Der Inspektor drehte an seinem Schnurrbart und war sichtlich verlegen. «Gut, gut, Jurek! Man wird sie euch lassen, die Kruzifixe. Ihr seid noch zu klein, um zu verstehen. Später werdet ihr begreifen.»  
   
«Ja», fiel ihm ein hohes Stimmchen ins Wort. «Das Kreuz ist das Kreuz, morgen wie heute. Was sollen wir da noch verstehen lernen?»   
   
Der Inspektor trat den Rückzug an. «Beruhigt euch, Kinder! Man gibt sie euch ja zurück! Und jetzt, rasch aus den Betten; kleidet euch an! Auf Wiedersehen!»   
   
Petronilla drehte sich tänzelnd hinter dem Rücken der Herren und schloß die Türe leise zu. Sie setzte sich neben Jurek und sagte: «Habe ich euch nicht einen guten Rat gegeben?» Jurek schlang die Arme um ihren Hals. «Petronilla, du bist ein Schatz!»  «Achtung!» erwiderte sie und löste sich von ihm. «Ihr werdet mich noch verraten!»
   
Inzwischen nahm die Aussprache im Zimmer des Direktors dramatische Formen an.  «Sehen Sie nicht, Genosse, daß Sie nur den Aberglauben stärken, wenn Sie ihnen widersprechen? Er verschwindet von selbst, wenn man ihn einfach übersieht. Wir schlagen den falschen Weg ein, wenn wir Märtyrer züchten!»
   
«Aber in diesem Fall», wehrte sich der Direktor, «müßte man ihnen nicht nur die Kruzifixe lassen, sondern den ganzen Kram!

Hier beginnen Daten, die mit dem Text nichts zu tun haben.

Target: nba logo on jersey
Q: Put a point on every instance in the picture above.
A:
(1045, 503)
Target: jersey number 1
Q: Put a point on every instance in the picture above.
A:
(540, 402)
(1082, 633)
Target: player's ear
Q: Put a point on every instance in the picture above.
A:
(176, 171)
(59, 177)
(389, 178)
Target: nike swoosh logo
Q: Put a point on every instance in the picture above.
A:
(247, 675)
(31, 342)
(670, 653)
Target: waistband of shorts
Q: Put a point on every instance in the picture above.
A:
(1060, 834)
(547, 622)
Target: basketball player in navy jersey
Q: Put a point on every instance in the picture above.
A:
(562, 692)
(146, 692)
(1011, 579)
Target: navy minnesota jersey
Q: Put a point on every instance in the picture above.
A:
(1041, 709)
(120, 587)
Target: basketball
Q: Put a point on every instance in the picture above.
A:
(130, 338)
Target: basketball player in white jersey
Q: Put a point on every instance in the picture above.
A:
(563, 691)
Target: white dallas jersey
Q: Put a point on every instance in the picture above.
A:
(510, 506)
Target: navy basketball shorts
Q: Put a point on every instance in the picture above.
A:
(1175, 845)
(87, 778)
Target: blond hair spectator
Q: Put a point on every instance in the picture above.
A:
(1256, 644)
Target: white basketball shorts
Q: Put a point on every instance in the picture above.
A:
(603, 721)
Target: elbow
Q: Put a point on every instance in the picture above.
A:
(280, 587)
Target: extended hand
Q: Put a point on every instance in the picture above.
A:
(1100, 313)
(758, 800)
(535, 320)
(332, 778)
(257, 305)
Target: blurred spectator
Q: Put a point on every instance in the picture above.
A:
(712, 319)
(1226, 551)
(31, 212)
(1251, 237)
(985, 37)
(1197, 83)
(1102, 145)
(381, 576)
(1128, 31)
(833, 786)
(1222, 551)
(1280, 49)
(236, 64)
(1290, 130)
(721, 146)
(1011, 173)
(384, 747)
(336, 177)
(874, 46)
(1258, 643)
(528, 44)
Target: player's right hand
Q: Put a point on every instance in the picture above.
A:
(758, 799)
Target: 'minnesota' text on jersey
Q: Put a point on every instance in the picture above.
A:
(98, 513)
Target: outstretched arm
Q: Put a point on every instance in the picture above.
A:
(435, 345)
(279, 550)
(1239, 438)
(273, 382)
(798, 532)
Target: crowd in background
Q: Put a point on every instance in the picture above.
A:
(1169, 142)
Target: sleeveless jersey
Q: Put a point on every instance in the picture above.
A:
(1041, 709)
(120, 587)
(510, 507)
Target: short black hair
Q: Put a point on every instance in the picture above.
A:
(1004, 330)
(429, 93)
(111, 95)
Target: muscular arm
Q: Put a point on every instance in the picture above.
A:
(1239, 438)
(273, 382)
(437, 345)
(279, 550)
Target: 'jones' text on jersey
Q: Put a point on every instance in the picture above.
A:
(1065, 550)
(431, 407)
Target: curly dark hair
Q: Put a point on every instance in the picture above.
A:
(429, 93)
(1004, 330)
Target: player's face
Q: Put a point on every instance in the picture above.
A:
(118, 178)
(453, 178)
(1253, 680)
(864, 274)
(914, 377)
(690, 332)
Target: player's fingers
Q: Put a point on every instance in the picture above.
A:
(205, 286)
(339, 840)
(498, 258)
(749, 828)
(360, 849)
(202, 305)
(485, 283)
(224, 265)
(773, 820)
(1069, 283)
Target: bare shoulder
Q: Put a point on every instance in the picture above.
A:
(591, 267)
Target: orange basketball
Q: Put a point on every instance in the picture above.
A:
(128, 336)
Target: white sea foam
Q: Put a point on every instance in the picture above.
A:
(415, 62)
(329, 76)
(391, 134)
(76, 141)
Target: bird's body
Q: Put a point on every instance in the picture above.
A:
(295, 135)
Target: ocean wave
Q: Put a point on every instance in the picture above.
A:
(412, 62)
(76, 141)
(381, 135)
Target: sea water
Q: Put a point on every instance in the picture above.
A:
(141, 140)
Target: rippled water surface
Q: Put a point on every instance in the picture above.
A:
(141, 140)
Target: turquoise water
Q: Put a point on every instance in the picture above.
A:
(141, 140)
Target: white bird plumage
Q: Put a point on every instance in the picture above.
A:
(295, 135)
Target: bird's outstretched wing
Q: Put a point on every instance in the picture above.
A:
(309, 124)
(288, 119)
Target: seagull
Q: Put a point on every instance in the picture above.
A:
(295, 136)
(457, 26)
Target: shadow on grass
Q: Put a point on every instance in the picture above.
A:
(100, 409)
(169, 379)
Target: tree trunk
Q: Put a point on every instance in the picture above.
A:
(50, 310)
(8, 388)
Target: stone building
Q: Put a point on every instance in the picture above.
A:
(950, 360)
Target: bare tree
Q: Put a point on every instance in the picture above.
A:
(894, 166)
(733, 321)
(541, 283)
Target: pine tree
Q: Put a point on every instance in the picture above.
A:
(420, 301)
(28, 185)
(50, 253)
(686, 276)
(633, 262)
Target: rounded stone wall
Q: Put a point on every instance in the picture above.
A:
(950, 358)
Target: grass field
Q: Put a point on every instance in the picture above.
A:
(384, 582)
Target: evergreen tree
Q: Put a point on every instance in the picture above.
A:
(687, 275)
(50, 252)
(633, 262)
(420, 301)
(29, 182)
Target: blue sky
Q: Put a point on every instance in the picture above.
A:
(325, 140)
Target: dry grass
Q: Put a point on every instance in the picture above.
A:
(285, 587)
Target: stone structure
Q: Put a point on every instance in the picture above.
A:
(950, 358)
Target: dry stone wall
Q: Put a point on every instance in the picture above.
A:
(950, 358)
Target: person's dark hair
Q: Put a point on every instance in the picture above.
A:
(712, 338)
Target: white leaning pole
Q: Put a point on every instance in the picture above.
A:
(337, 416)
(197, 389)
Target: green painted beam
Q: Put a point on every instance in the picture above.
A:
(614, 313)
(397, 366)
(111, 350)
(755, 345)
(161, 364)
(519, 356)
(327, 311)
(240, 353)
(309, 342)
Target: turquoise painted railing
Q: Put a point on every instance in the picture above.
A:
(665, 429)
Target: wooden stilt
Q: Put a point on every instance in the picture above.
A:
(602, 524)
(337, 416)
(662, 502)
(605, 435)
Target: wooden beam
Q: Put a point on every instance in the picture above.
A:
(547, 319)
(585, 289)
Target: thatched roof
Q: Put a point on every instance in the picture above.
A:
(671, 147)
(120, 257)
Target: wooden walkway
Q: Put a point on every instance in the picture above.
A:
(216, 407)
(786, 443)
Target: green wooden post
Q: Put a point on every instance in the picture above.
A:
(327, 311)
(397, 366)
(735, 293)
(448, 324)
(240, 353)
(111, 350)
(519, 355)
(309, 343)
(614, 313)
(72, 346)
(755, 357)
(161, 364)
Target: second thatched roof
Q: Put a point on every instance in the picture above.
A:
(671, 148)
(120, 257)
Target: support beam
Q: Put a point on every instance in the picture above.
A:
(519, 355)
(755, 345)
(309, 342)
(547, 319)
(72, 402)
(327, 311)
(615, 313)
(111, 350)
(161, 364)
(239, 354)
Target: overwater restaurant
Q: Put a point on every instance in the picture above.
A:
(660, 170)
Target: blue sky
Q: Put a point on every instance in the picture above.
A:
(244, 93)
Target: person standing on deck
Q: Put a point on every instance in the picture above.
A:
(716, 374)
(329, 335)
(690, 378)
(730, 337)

Pfarrer, Messe, Beichte, Kommunion und das Übrige, wie es ihnen gerade gefällt. Wohin wird ein solches Verhalten uns führen? Wollen Sie mich etwa auch noch in die Messe abordnen?»
   
«Warum nicht?» erwiderte der Inspektor nachdenklich. «Um sie zu gewinnen, müssen wir sie klug bearbeiten! Brutales Vorgehen bringt nur kurzen Erfolg. Je undurchsichtiger unsere Methoden sind, um so größer ist die Gewähr für die Erreichung des Zieles. Wir arbeiten in diesem Augenblick ein vervollkommnetes Programm aus. Können Sie sich auf ihr Personal verlassen?»
   
«Wie auf mich selbst!» «Gut so. Die Zeit arbeitet für uns ...»  «Sind Sie davon überzeugt?» Der Inspektor lächelte und prägte sich diese Frage ins Gedächtnis. Ein wenig Defaitist, dieser Genosse Sarnecki!
   
(aus: Winowska, Maria: "Die Ikone - Tatsachen aus der Kirche des Schweigens" Freiburg/Schweiz-München 1960, S. 156 ff.)